The transplant was a success, but Kristin’s recovery took time.

“It was miserable,” Kristin recalls. “I couldn’t do anything. I just sat on a couch all day and had to do at-home infusions of magnesium and hydration. I still had an IV that I would do myself. I was very weak and tired all the time. I couldn’t be home alone with the baby. I had somebody with me 24 hours. … After a year, I got a little more strength, but even after the second year … I don’t think I’ll ever have that strength that I used to have.”

Getting Back to Normal

Now, more than three years since Kristin’s AML diagnosis, she remains cancer-free, thanks to her team of doctors, nurses, and physician assistants, and her resilience.

“There were a lot of people coming together,” says Dr. Jurcic. “It really does take a village.”

“I am alive because of these people,” Kristin says. “I know I am. They were just amazing. They bent over backward to help us. It was so special.”

Dr.
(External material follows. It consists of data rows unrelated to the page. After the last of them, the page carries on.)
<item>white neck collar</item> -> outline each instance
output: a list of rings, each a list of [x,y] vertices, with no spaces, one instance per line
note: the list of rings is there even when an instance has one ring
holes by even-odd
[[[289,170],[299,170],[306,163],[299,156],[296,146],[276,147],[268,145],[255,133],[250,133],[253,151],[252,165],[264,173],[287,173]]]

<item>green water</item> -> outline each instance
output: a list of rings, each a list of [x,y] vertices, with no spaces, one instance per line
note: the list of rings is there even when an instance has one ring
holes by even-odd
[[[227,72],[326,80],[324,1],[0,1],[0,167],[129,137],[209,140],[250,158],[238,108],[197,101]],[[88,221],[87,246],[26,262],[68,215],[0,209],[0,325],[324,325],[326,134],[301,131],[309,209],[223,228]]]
Rosenblat, the “Superman” who had scooped up Kristin when she collapsed during Yahtzee, says he can’t imagine the level of care she received being possible anywhere else.

“The degree of multidisciplinary care that was delivered was amazing,” he says. “This involved coordination between Leukemia, Bone Marrow Transplant, Pediatrics, and Maternal Fetal Medicine as well as our physician assistants, nurses, pharmacy, blood bank, and many others. I don’t think this could have happened at many other centers in the country.”

Emma, now 3 years old, loves dancing, coloring, singing, and having her mother push her on a swing. After a multi-year hiatus while she was sick, Kristin started playing the violin again and joined a community orchestra.

Dr. Jurcic remains impressed with Kristin’s outlook and approach to treatment — and life.

“She was sort of the perfect patient,” he says. “She did everything just as she should, and it’s that kind of partnership with the patient that’s absolutely crucial for a good outcome.”

In celebration of Emma’s first birthday, Kristin invited members of her NewYork-Presbyterian/Columbia team to her home on Long Island. Many attended and, Dr. Jurcic, who was unable to join, sent a piggy bank from Tiffany & Co. as a gift, which Emma keeps on a shelf in her room.

“I thought it would be something that they could enjoy as a real keepsake,” he says.

“Kristin remains a special patient to us,” adds Dr. Reshef, Kristin’s bone marrow transplant physician. “Our entire team gets birthday and holiday photos and is proud to see Emma growing up to be a beautiful healthy girl.”

Today, Kristin is happy to be home with her family. Although she can’t have more children — the result of early menopause after the bone marrow transplant — she is profoundly grateful to have Emma. One day, Kristin says, she will tell Emma the whole story.

“I have a little book and I’ll probably start with reading her some of it,” she says. “She has seen some pictures and she’s seen the IVs and she’s like, ‘Mommy has a boo-boo.’ And I just say, ‘Yeah, Mommy was really sick.’ That was the first time I ever shared what I went through. But she saved me. There is no way I would have known I was sick if I weren’t pregnant and seeing the doctor. She was here to save me.”